Key Rules for Claiming Charitable Tax Deductions
- Stay Within Deduction Limits:
The IRS limits charitable deductions to a percentage of your adjusted gross income (AGI). Take, for example, cash donations to public charities. These are deductible up to 60% of your AGI. If your donation goes over the limit, you can often carry it forward for up to five years. - Maintain Proper Documentation:
To claim your deduction, keep detailed records of your donations. For monetary contributions, you’ll need a bank record or a receipt from the charity showing the amount, date, and organization name. For donations of $250 or more, a written acknowledgment from the charity is required. Noncash contributions, such as property or stock, have additional documentation rules. - Choose Recognized Charities:
Avoid scams by verifying organizations through the IRS Tax Exempt Organization Search tool. Stick to reputable charities, and always donate via check or credit card rather than cash.

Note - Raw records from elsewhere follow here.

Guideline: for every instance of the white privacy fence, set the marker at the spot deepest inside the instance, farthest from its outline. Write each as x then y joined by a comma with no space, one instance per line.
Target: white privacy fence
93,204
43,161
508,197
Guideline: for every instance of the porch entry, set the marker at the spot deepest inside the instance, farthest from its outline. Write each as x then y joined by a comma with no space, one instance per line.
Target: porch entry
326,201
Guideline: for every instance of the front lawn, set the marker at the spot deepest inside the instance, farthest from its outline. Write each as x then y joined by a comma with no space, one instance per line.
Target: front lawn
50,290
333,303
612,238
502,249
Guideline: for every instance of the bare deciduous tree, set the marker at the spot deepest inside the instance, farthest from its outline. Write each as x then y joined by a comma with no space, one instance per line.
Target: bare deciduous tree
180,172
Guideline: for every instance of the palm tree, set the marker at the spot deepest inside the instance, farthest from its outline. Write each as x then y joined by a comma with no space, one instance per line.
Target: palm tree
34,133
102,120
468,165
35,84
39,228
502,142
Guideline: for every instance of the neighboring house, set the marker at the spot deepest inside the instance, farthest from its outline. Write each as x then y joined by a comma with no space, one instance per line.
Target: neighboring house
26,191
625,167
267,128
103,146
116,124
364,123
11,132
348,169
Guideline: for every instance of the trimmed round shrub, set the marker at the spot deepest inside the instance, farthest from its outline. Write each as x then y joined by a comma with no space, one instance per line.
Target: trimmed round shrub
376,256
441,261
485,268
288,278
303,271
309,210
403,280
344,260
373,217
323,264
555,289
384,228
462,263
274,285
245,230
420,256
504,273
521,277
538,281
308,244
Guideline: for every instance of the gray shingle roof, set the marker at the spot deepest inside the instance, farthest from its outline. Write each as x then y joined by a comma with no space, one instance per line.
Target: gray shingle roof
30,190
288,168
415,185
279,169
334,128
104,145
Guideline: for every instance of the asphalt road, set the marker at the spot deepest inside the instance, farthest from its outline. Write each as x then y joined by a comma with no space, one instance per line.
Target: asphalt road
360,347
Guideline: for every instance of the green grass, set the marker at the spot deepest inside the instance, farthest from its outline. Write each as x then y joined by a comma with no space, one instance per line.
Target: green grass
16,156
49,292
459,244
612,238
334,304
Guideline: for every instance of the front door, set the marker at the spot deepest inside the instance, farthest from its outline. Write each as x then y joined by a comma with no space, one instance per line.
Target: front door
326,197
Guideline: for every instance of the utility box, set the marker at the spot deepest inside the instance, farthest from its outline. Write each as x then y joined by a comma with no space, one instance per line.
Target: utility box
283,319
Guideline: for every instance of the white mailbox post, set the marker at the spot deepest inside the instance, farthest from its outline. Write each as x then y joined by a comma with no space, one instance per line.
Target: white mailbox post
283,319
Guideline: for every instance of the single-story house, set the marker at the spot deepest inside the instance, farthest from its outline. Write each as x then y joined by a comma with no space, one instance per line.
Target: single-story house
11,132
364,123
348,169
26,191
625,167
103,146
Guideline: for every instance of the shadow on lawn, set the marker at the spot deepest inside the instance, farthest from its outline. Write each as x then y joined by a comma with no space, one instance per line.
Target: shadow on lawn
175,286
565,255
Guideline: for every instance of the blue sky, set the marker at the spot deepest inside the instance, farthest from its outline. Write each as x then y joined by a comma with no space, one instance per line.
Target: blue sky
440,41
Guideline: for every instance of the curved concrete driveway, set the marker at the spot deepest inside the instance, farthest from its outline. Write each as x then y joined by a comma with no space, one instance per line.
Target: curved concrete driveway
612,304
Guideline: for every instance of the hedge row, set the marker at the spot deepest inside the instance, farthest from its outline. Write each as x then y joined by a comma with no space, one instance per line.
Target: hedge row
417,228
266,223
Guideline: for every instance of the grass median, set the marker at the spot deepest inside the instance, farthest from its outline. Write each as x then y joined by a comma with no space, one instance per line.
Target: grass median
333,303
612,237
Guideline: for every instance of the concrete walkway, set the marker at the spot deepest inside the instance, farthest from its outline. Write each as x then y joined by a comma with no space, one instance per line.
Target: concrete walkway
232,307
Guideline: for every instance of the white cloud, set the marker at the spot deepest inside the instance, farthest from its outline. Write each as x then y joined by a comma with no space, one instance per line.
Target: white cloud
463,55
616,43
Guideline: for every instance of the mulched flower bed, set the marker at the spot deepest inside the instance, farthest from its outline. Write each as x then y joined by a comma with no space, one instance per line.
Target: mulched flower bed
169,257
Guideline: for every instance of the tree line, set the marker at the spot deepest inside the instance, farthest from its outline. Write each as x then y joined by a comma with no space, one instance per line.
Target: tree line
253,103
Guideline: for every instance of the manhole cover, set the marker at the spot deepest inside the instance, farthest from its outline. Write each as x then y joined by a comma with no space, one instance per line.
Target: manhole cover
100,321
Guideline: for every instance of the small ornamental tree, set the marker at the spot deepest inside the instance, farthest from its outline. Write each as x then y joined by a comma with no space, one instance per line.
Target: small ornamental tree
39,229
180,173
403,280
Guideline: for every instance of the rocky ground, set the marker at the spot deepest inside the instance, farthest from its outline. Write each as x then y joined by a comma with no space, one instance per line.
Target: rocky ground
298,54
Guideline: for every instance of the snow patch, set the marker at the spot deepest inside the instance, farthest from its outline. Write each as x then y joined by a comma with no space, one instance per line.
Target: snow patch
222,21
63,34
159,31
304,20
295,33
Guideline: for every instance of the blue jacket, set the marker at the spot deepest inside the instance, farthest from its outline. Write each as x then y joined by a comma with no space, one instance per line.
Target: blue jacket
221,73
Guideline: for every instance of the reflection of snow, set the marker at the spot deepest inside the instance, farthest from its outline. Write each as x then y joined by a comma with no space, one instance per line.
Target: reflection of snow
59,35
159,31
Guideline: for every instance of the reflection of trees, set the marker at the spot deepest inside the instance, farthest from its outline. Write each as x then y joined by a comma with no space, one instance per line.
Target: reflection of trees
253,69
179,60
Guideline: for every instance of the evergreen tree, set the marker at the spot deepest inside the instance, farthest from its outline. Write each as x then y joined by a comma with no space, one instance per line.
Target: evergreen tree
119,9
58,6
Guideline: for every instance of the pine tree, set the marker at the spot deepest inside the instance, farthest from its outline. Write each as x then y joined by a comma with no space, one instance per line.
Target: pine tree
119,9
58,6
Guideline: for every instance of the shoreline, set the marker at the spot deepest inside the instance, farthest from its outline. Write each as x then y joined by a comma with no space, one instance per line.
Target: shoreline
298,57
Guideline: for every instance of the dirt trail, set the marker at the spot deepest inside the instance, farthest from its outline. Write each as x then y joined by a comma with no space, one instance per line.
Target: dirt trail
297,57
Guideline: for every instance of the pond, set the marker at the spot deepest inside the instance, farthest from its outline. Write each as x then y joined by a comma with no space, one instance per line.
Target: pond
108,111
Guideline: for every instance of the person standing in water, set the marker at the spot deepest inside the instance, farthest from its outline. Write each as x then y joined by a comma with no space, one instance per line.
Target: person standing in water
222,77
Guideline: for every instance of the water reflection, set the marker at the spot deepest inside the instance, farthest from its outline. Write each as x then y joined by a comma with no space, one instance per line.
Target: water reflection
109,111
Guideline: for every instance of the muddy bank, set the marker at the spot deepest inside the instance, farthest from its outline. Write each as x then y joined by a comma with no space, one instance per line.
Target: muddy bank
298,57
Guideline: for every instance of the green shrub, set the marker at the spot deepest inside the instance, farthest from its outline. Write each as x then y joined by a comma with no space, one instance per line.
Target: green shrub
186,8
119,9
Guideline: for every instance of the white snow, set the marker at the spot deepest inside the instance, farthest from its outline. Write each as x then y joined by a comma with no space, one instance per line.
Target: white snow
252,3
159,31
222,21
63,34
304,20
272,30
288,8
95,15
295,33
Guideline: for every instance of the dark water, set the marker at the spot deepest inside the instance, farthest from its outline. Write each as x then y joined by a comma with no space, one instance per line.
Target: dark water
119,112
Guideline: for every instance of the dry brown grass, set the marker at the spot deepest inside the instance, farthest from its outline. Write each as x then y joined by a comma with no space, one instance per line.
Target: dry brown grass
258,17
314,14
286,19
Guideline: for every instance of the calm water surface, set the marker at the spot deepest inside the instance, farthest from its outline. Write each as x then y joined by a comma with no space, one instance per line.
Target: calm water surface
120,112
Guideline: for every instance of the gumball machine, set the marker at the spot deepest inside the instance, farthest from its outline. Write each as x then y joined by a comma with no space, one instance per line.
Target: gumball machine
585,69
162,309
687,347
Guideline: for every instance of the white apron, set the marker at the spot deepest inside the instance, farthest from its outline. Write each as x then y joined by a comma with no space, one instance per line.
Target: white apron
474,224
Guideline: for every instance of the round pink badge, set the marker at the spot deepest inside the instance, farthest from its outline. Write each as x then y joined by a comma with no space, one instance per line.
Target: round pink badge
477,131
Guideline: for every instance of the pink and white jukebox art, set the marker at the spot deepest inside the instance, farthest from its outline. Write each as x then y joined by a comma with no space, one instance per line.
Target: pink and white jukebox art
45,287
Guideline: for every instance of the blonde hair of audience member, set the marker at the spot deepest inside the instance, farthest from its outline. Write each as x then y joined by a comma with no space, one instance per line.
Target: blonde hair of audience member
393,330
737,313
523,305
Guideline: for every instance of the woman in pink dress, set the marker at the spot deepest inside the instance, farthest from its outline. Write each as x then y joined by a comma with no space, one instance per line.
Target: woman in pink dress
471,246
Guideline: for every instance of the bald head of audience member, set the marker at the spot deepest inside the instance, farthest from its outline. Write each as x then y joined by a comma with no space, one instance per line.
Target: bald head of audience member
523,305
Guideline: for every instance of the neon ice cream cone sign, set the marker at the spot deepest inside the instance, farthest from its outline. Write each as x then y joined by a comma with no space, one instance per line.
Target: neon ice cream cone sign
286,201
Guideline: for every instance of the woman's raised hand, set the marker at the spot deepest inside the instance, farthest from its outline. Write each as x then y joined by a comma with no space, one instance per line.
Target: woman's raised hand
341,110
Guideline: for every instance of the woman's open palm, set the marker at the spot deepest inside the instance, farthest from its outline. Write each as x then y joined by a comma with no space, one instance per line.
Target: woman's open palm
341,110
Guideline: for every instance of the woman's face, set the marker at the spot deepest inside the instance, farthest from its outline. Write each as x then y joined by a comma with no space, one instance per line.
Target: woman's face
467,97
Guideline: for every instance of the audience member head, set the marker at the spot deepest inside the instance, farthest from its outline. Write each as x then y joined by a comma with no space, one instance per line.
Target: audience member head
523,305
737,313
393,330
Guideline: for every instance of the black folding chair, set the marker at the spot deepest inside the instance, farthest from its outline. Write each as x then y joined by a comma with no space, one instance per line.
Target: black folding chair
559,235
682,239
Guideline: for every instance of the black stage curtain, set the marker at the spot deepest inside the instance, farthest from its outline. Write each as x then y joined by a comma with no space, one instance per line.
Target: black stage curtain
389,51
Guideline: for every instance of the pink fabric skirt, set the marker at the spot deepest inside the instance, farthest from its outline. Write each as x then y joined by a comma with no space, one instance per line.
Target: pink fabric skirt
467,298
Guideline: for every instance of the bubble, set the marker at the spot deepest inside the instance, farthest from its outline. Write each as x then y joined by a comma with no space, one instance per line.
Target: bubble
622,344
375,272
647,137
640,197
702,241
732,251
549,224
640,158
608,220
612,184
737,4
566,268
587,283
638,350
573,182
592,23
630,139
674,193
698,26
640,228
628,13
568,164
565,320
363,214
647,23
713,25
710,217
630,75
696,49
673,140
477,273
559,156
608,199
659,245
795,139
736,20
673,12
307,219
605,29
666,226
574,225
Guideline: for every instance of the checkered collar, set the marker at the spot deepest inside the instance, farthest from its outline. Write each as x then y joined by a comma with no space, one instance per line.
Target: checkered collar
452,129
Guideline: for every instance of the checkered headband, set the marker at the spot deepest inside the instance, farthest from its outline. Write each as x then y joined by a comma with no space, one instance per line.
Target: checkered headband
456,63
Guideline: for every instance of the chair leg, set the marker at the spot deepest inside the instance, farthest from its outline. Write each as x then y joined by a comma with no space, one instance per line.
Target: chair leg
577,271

Timing Your Donations for Maximum Benefit
When planning year-end donations, consider how the timing affects your taxes. Here are a few strategies to optimize your giving:
- Align with Your Tax Bracket:
If you expect to move into a higher tax bracket next year, delaying your donation until January may provide a greater tax benefit. Conversely, if you’re in a higher bracket now, making your donation before December 31 allows you to take advantage of this year’s rate. - Combine Deductions:
If your itemized deductions are close to the standard deduction amount, consider bunching donations and other deductible expenses into a single year to maximize your tax savings. - Coordinate with Income Timing:
If AGI limits restrict your deduction in a given year, shifting income or expenses across tax years can help you optimize your charitable giving. A tax professional can provide personalized advice based on your financial situation.
Making a Bigger Impact With Smart Giving
Beyond cash donations, consider giving appreciated assets like stocks or mutual funds. These types of gifts may allow you to avoid capital gains taxes while still claiming a charitable deduction for the asset’s full market value. Donor-advised funds can also streamline your giving and help you make a lasting impact.
Giving Safely and Securely
Unfortunately, not all “charities” are legitimate. Scammers often impersonate well-known organizations during the holiday season. Protect yourself by thoroughly researching any charity before donating, and never provide financial information in response to unsolicited requests.
Start Your Year-End Giving Plan Today
Charitable giving is a wonderful way to make a difference while potentially lowering your tax bill. As you approach the end of the year, take time to review your financial plan and explore how strategic donations can align with your values and goals.